Palazzo Altoviti, Palazzo rinascimentale in Lungotevere degli Altoviti, Roma, Italia.
Palazzo Altoviti era una residenza rinascimentale sulla Lungotevere degli Altoviti alla fine del Ponte Sant'Angelo, caratterizzata da decorazioni interne elaborate e vedute sul Tevere. L'edificio si collegava direttamente alla sponda del fiume attraverso un portale che conduceva alla Villa Altoviti sulla riva opposta.
Il palazzo fu costruito nel 1514 sotto la direzione di Bindo Altoviti e servì come residenza per la famiglia benestante per secoli. Fu demolito nel 1888 durante la costruzione di nuovi argini del Tevere, quando le sponde del fiume furono rimodellate.
Il palazzo conteneva opere d'arte e un notevole busto di Bindo Altoviti realizzato dallo scultore Benvenuto Cellini, riflettendo il ruolo della famiglia come mecenati rinascimentali. Questi pezzi dimostravano il gusto e le risorse di una delle famiglie mercantili più importanti di Roma in quel periodo.

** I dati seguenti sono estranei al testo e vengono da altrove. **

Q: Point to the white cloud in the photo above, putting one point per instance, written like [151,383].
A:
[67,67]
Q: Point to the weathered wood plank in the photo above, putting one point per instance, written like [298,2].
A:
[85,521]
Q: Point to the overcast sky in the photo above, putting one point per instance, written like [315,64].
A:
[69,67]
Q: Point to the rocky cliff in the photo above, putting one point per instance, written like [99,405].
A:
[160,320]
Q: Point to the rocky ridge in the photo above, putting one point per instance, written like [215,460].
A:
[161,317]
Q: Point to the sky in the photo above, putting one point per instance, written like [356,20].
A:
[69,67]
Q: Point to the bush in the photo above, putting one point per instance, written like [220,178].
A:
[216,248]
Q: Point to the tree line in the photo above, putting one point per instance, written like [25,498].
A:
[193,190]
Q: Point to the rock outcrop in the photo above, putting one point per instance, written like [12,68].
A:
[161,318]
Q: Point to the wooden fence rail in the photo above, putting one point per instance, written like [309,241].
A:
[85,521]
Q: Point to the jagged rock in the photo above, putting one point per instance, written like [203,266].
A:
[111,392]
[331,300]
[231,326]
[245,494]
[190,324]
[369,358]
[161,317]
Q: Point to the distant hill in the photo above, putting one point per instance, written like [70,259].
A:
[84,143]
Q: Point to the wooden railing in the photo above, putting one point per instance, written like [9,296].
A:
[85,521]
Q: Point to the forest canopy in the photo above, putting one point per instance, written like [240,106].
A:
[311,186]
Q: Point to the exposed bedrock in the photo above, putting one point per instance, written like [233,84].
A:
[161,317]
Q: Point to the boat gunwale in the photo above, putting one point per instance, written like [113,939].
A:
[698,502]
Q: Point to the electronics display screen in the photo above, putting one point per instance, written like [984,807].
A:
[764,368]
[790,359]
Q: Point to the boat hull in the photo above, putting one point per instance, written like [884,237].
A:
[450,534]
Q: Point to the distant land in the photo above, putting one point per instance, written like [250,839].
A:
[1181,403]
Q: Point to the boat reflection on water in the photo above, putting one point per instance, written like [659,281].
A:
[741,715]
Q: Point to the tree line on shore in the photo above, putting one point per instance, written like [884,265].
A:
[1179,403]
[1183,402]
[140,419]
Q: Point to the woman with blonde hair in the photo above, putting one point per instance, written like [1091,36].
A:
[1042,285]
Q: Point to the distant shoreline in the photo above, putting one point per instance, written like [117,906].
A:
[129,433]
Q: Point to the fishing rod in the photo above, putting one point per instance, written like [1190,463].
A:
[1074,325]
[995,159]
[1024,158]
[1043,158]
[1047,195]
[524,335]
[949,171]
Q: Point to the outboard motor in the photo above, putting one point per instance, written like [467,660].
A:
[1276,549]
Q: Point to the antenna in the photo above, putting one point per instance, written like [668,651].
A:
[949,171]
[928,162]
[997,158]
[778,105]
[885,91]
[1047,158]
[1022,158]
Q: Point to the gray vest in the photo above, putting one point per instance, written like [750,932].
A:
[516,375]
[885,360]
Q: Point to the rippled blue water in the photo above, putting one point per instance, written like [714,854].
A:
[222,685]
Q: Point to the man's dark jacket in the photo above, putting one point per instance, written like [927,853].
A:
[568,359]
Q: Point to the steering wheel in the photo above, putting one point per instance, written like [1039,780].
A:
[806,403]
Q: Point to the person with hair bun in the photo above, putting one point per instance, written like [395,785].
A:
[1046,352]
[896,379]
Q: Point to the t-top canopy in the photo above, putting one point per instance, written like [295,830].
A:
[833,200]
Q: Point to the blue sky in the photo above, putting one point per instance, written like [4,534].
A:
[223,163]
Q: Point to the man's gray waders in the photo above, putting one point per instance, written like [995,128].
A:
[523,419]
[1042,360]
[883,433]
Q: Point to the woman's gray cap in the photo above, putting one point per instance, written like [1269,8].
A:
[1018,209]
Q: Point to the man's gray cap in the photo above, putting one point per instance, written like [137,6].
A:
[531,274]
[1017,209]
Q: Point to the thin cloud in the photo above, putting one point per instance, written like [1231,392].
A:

L'antico sito si trova a breve distanza a piedi dal Ponte Sant'Angelo lungo le rive del Tevere, dove si può comprendere il paesaggio fluviale e la prossimità del ponte. L'accesso è semplice via Lungotevere degli Altoviti, la strada che corre lungo l'acqua.
L'archeologo prominente Ennio Quirino Visconti nacque tra le mura del palazzo nel 1751. Questo legame con uno studioso significativo dell'epoca aggiunge un ulteriore strato alla storia dell'edificio al di la del suo ruolo come sede familiare.